The little doctor rose with bustling haste, and looked at her with melancholy eyes. There was a smell of eau de Cologne in the room, which seemed natural at the time to its rather comfortable shabbiness.
"Sit down, sit down, Miss Harding," he said, and made a business of thrusting forward one of the leather chairs to the side of his desk. Seated, she faced him across a corner of it. In the interval that had elapsed since she had seen him at tea, he seemed to have recovered himself somewhat. Some of the strain was gone from him, and he was grave with a less effect of effort and discomfort.
He put his open hand upon a paper that lay before him.
"It was Dr. Mackintosh who ordered you south?" he asked. "A clever man, Miss Harding. I have his letter here about your case. Now, I want you to answer a question or two before we listen to that lung of yours."

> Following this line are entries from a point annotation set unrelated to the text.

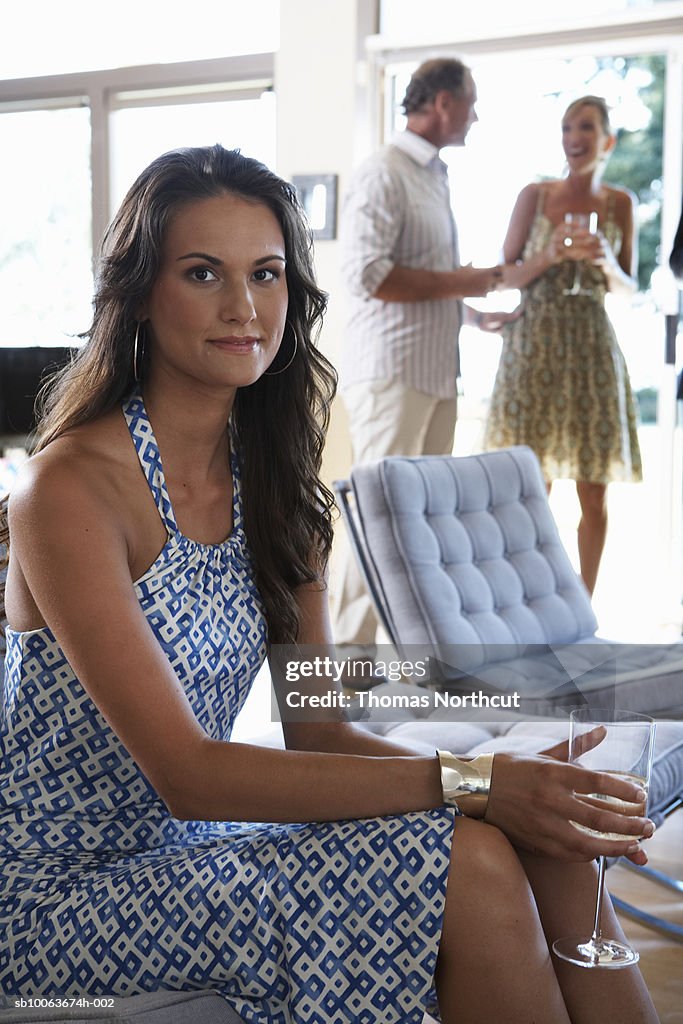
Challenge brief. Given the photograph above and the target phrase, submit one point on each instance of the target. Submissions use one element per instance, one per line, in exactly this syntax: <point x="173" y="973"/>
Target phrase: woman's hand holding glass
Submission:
<point x="536" y="800"/>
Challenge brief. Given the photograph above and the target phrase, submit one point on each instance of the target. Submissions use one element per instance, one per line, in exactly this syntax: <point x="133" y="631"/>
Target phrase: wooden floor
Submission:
<point x="660" y="958"/>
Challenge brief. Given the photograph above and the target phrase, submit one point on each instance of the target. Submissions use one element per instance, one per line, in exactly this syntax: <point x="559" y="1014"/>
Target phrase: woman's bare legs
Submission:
<point x="565" y="898"/>
<point x="592" y="528"/>
<point x="494" y="961"/>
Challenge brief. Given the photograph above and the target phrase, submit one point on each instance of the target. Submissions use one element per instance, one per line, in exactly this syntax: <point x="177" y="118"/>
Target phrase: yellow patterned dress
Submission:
<point x="562" y="386"/>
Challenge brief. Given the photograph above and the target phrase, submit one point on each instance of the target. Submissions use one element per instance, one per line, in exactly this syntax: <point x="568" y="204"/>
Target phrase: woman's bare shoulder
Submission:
<point x="623" y="198"/>
<point x="80" y="469"/>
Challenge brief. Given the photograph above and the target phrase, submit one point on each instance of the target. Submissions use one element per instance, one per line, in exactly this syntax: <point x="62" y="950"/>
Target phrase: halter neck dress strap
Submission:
<point x="147" y="453"/>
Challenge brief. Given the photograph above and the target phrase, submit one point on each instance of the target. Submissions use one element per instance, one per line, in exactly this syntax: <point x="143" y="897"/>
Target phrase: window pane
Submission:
<point x="397" y="17"/>
<point x="139" y="134"/>
<point x="49" y="38"/>
<point x="45" y="255"/>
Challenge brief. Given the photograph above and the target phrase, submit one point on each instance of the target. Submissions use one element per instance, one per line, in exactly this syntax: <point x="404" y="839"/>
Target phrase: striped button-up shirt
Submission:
<point x="397" y="213"/>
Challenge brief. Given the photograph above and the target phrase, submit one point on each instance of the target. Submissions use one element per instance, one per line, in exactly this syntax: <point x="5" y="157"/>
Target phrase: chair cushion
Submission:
<point x="468" y="553"/>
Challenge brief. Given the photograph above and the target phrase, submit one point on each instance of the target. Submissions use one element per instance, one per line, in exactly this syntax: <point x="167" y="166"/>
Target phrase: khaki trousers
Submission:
<point x="385" y="418"/>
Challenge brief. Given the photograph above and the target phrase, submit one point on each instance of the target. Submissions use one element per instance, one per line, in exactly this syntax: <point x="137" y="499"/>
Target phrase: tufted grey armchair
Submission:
<point x="464" y="563"/>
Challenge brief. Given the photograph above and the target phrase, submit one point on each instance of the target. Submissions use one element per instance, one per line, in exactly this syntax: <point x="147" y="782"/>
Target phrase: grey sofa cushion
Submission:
<point x="468" y="564"/>
<point x="155" y="1008"/>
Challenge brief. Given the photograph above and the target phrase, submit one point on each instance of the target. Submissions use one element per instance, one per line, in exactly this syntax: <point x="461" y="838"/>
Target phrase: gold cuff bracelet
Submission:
<point x="468" y="781"/>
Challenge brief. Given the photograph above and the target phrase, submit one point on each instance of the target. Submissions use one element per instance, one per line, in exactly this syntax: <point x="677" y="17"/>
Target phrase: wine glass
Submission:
<point x="589" y="221"/>
<point x="626" y="752"/>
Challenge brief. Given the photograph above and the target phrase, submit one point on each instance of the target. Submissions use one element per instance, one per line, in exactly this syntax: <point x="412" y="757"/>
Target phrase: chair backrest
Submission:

"Certainly," said Margaret.
She was conscious of some surprise that he should move so directly to the matter in hand. It relieved her of vague fears with which Ford's warning had filled her, and as he went on to question her searchingly, her nervousness departed. The little man who fell so far short of her ideal of a doctor knew his business; even a patient like herself, with all a patient's prejudice and ignorance, could tell by the line his questions took that he had her case by heart. He was clearly on familiar ground, a fact which had power to reassure her, and she told herself that, after all, his resigned, plump face was not entirely repulsive.
"A queer little man," she said to herself. "Queer enough to be a genius, perhaps."
"And, now, please, we 'll just hear how things really are. No, I don't think you need undo anything. Yes, like that."